Mayweather started by saying he is pleased for Serena and her success and said she and he are alike in that both have been doing this a loong time, but are still top of the heap. The R word was then broached; if he didn’t retire, would he consider fighting the Cotto-Canelo winner? He got chilly and wondered why the questioner didn’t seem to know he’d beaten both men. Time and again, Ellerbe came in to be the smoother, taking queries Floyd didn’t care to answer. He did that agin, after Dan Rafael asked about retirement plans. Oh, and Floyd did say someone showed him a positive about him Rafael story, and he thanked Dan for it…this right before he said he doesn’t pay any attention at all to stories saying Berto is a weak choice as a foe. (I don’t see this as a marked incongruity by the way, I simply think he’s in a bubble, and lackeys show him positive stories, and keep the mean ones away from him, because he is in fact a sensitive soul and can be affected by them.)
So, Ellerbe said, “This will be his last fight,” when Rafael asked if he’d try for 50-0.
One interesting point, Floyd was asked if he had a single regret: yes, he said, not being with Al Haymon from the get go.
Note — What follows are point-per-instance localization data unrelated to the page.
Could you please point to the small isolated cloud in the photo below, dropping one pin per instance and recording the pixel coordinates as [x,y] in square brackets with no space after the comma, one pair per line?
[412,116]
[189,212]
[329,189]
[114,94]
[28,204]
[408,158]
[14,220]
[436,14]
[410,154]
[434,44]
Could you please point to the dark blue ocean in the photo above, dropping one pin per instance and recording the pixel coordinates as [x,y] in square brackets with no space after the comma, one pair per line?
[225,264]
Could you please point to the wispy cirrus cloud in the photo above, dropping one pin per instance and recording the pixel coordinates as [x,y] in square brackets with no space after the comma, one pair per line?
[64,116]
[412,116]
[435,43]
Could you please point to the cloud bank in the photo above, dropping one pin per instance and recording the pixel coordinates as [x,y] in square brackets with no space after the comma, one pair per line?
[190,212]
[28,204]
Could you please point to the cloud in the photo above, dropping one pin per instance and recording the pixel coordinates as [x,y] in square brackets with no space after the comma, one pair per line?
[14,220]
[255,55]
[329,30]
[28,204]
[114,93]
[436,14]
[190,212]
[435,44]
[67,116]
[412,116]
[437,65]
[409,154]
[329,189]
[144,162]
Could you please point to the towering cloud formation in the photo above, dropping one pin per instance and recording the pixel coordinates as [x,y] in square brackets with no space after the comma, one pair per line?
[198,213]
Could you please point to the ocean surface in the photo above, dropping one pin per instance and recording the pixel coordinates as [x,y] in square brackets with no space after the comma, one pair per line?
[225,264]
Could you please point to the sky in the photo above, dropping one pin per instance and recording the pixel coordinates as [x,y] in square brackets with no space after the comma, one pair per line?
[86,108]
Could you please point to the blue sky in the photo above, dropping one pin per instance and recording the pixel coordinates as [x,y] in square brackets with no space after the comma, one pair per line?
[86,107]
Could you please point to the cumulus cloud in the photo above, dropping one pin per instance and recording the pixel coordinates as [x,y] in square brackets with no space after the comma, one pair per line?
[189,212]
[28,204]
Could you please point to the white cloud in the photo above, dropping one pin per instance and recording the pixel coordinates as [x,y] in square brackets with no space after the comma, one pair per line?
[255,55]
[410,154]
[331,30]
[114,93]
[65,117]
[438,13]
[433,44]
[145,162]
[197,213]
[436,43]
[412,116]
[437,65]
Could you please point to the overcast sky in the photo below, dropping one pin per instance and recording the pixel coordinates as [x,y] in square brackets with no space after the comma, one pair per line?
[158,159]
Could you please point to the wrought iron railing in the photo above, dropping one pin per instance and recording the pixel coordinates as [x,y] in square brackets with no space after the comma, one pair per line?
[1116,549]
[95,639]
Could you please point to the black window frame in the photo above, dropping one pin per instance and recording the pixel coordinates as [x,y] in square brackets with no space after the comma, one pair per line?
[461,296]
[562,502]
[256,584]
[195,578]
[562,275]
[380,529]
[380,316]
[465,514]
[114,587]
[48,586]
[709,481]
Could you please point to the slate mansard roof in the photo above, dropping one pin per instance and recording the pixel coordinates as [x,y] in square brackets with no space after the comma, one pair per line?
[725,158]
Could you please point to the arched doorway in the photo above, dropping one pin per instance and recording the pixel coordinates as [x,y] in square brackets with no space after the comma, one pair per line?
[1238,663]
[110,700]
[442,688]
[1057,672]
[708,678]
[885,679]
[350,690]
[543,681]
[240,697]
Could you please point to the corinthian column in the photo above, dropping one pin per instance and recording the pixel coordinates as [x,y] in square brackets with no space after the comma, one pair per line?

He also said he’d stay busy, in boxing, though he didn’t say that he’d miss anything in particular about the sport, not even the gym cameraderie.
Another tidbit: Ellerbe said he received three movie offers in the last week for Mayweather, so some entertainment stuff is in his future. He didn’t mention whether that would be in front of or behind the camera, or what, though Floyd later said he’d prefer not having an on-screen presence.
One good query: has he been approached about opening that new MGM Arena in 2016? Ellerbe took the baton; nope, they haven’t been, he said. That line of questioning to me is vital and compelling; why? Because they are selling this as the Adios Fight…and we can’t very well be hearing about talks of contract extensions, and opening up new arenas, if in fact retirement is being planned.
Back to Berto, and criticism: Floyd said he doesn’t pay attention to the nattering nabobs, and of course, “Nobody’s forced to watch.” Quite right…
You did, arguably, get some insight into maybe why he would be walking away when he was asked if taking criticism is helping him decide to bid adieu. That from the superb Mitch Abramson of the NY Daily News. Cue Ellerbe…Nah, criticism is what-ev, said Ellerbe.
The boxer said he has worked harder as he got older and in fact has sparred more, and worked harder in this camp than he did for Manny Pacquiao, point taken and chewed on by those who know he will not soon get over how wrong he believes us fools to be for thinking primitive Pacman would trouble him.
He basically wrapped up by saying that he didn’t appreciate how most everyone backed Pacman, and accused him of being a coward, a ducker, and that makes clear that despite the brash aura, the man has skin, he gets pricked, he bleeds, If not in the ring, then his emotions do.
It was a short call, but not uninteresting, as TBE’s complex being, and elements of brashness and sensitivity and (forced?) conviviality and seeming serenity and defensiveness and rightful confidence and earned cyncism, and all that, were on the table, to be scrutinized. That exercise is often a challenge more entertaining than most of the action in his fights, because he’s such a defensive master that his fights feature almost zero back and forth ebb and flow. He dominates them, and it is like watching a chessmaster wipe out a newbie.